A prescrição penal faz desaparecer o direito de punir do Estado (pretensão punitiva), ou seu direito à execução da pena imposta.

Na lição doutrinária de JOSÉ FREDERICO MARQUES, in Curso de Direito Penal, ed. Saraiva, vol. III, 1956, p.412, “a prescrição penal é a perda do direito de punir pelo não uso da pretensão punitiva durante certo espaço de tempo. É da inércia do Estado que surge a prescrição. Atingindo ou ameaçado um bem jurídico penalmente tutelado, é a prescrição uma decorrência da falta de reação contra o ato lesivo ou perigoso do delinqüente. Desaparece o direito de punir porque o Estado, através de seus órgãos, não conseguiu, em tempo oportuno, exercer sua pretensão punitiva”.

Para ANÍBAL BRUNO, a prescrição penal é a “ação extintiva da punibilidade que exerce o decurso do tempo, quando inerte o poder público na repressão do crime” (Direito Penal, 4ª ed., ed. Forense, 1984, p.209).

No nosso ordenamento jurídico penal, o instituto da prescrição está contemplado como uma das causas de extinção de punibilidade, consoante se vê no art. 107, inciso IV, do Código Penal.

Há duas espécies de prescrição:

1) prescrição da ação penal, que corresponde à prescrição da pretensão punitiva. Sua incidência dá-se antes da sentença definitiva transitar em julgado e representa a cessação do direito do Estado à persecução penal;

2) prescrição da condenação, ou seja, prescrição da pretenção executória, que surge após a sentença definitiva (CP, art. 110, caput).

Assim, com a ocorrência da prescrição da pretensão punitiva até o trânsito em julgado da sentença penal condenatória, fica extinto o poder-dever do Estado de obter uma decisão denifitiva acerca de um crime ou de uma contravenção e, após este marco, pode ser reconhecida a prescrição da pretensão executória, que consiste na perda, por parte do Estado, do direito de executar a pena ou a medida de segurança imposta.

A prescrição da pretensão punitiva possui três espécies: a) prescrição da pretensão punitiva propriamente dita, a qual é disciplinada no art. 109 do Estatuto Repressor e calculada pelo máximo da pena privativa de liberdade cominada para a infração penal, referindo-se, portanto, à pena abstratamente considerada; b) prescrição subseqüente (ou intercorrente, ou superveniente), a qual opera-se entre a sentença condenatória que tenha transitado em julgado para a acusação e seu trânsito em julgado para a defesa, regulando-se pela pena concreta, utilizando-se a tabela prevista no art. 109 do CP, bem como quando houver recurso da acusação, a que se negou provimento, a teor do que dispõe o § 1º do art. 110 do Código Penal e; c) prescrição retroativa, sendo baseada na pena concretizada na sentença, encontrando-se disciplinada nos §§ 1º e 2º, do art. 110 c/ c art. 109 do CP, quando ocorrer o trânsito em julgado para a acusação ou o improvimento de seu recurso, contando-se da sentença condenatória “para trás”, ou seja, da sentença condenatória até a causa interruptiva que a antecedeu (sentença ou acórdão condenatório ao recebimento da denúncia ou queixa; recebimento da denúncia ou queixa à data do crime).

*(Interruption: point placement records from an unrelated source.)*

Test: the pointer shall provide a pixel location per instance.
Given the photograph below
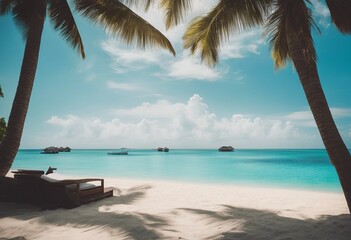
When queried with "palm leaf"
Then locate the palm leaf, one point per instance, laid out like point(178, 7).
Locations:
point(297, 16)
point(206, 33)
point(121, 21)
point(175, 11)
point(6, 6)
point(276, 31)
point(62, 18)
point(340, 11)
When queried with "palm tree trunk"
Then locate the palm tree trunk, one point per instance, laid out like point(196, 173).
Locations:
point(11, 142)
point(335, 146)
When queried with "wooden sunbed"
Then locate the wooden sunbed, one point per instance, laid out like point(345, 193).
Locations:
point(49, 192)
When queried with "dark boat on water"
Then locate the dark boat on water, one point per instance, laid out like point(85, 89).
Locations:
point(122, 152)
point(165, 149)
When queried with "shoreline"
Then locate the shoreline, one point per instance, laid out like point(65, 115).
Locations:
point(149, 209)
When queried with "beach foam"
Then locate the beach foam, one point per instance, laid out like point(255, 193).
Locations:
point(144, 209)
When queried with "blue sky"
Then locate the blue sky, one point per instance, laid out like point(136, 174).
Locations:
point(121, 96)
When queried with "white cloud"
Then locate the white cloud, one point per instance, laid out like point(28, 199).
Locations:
point(123, 86)
point(178, 125)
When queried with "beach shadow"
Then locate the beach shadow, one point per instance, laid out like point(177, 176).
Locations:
point(248, 224)
point(102, 215)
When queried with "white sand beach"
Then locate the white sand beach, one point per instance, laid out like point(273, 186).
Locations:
point(144, 209)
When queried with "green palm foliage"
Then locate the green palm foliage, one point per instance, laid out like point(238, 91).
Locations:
point(2, 122)
point(288, 25)
point(112, 15)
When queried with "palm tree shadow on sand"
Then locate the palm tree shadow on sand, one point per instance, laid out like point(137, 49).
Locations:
point(248, 224)
point(228, 223)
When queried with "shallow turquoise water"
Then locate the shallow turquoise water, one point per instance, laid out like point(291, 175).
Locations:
point(309, 169)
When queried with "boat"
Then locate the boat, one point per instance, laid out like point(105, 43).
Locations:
point(50, 150)
point(226, 149)
point(122, 152)
point(165, 149)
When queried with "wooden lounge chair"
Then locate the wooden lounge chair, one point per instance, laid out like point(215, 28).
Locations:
point(53, 190)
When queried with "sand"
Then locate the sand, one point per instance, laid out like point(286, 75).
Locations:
point(144, 209)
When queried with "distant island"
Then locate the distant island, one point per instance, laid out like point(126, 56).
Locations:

Consideremos que, diante de uma decisão judicial que rejeitou denúncia, sob o fundamento de que a prática delituosa narrada na inicial não constitui infração penal e que há ausência de cumprimento de ato tido como condição de procedibilidade da ação penal, antes do oferecimento da denúncia, o Ministério Público, inconformado, interpõe recurso em sentido estrito.

Em tese, para melhor análise da questão, vamos imaginar que o crime seria de apropriação indébita previdenciária, e que os fatos narrados tenham ocorrido no período de novembro de 1990 a agosto de 1995 e, até esta data, não houvesse recebimento da denúncia oferecida, que seria causa de interrupção da prescrição (CP, art. 117, inciso I).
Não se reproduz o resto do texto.